A simple CI workflow using GitHub Actions is enough to demonstrate technical maturity.

The idea isn't to create bureaucracy, but to make it clear that the project was designed as software capable of evolving.


What I hope to learn

These projects are also a form of study.

I want to delve deeper into specific topics:

  • EventBridge in integration scenarios;
  • event catalog design;
  • modular Terraform; - serverless architecture;
  • domain tests in TypeScript;
  • secure AI integration;
  • product modeling;
  • separation of application, domain, and infrastructure;
  • minimal observability;
  • technical documentation for public projects.

The goal isn't to pretend a personal project replaces a real production environment.

It doesn't.

But a good personal project can show how a person thinks, organizes problems, and makes decisions.

And that holds great value.


How I plan to publish

The idea is to keep the projects public on GitHub, with documentation and incremental evolution.

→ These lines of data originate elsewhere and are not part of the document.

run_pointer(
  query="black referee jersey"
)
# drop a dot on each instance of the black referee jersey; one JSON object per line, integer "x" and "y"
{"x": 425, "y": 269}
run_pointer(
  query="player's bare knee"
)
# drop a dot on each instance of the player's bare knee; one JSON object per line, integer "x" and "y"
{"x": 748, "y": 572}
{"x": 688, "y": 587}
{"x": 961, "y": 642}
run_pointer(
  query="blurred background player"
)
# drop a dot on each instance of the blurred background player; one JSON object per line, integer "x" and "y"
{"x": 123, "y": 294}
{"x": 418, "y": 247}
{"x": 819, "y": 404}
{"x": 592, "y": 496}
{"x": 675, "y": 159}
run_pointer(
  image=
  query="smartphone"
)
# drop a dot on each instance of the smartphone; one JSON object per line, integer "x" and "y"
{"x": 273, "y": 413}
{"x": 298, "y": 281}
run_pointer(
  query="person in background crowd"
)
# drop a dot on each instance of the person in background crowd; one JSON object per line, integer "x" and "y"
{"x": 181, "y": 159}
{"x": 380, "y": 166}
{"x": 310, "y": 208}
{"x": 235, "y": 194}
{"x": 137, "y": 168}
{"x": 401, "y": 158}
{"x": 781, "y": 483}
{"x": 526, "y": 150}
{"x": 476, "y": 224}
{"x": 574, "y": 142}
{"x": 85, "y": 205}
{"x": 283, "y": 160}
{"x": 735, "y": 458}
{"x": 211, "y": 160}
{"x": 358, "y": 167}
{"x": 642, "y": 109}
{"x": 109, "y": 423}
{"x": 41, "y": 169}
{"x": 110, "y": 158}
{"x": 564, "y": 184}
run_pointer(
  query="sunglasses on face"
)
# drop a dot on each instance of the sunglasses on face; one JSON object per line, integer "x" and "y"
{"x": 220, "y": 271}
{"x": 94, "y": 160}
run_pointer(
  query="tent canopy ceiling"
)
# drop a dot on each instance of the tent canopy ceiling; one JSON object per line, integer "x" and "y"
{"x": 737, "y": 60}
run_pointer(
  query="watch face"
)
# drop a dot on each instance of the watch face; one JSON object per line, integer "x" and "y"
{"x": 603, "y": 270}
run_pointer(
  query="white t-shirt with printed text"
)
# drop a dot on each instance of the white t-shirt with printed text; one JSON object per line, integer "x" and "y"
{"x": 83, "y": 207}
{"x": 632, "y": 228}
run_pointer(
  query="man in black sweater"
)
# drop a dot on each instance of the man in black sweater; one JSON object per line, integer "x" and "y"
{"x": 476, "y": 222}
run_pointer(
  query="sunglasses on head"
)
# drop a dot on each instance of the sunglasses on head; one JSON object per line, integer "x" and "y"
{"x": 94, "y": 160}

I also intend to share lessons learned through articles and technical posts, showcasing the build process:

  • domain selection;
  • architecture design;
  • event definition;
  • infrastructure setup;
  • testing;
  • errors encountered;
  • scope adjustments;
  • decisions that changed along the way.

More than just posting the final result, I want to show the construction process.

Because, in practice, software engineering is far more about process and decision-making than it is about a finished UI screen.


Conclusion

Personal projects can be more than just CRUD exercises.

They can serve as laboratories for validating architecture, cloud, automation, product, and applied AI.

They don't need to be massive.
They don't need to try to solve the world's problems.
But they do need a clear technical intent.

In my case, I want to use these projects to demonstrate how I approach systems: starting with the domain, then moving through architecture, infrastructure, testing, automation, and documentation.

Ultimately, what I want to show isn't just that I know how to write code.

I want to show that I know how to build software with context, decision-making, and purpose.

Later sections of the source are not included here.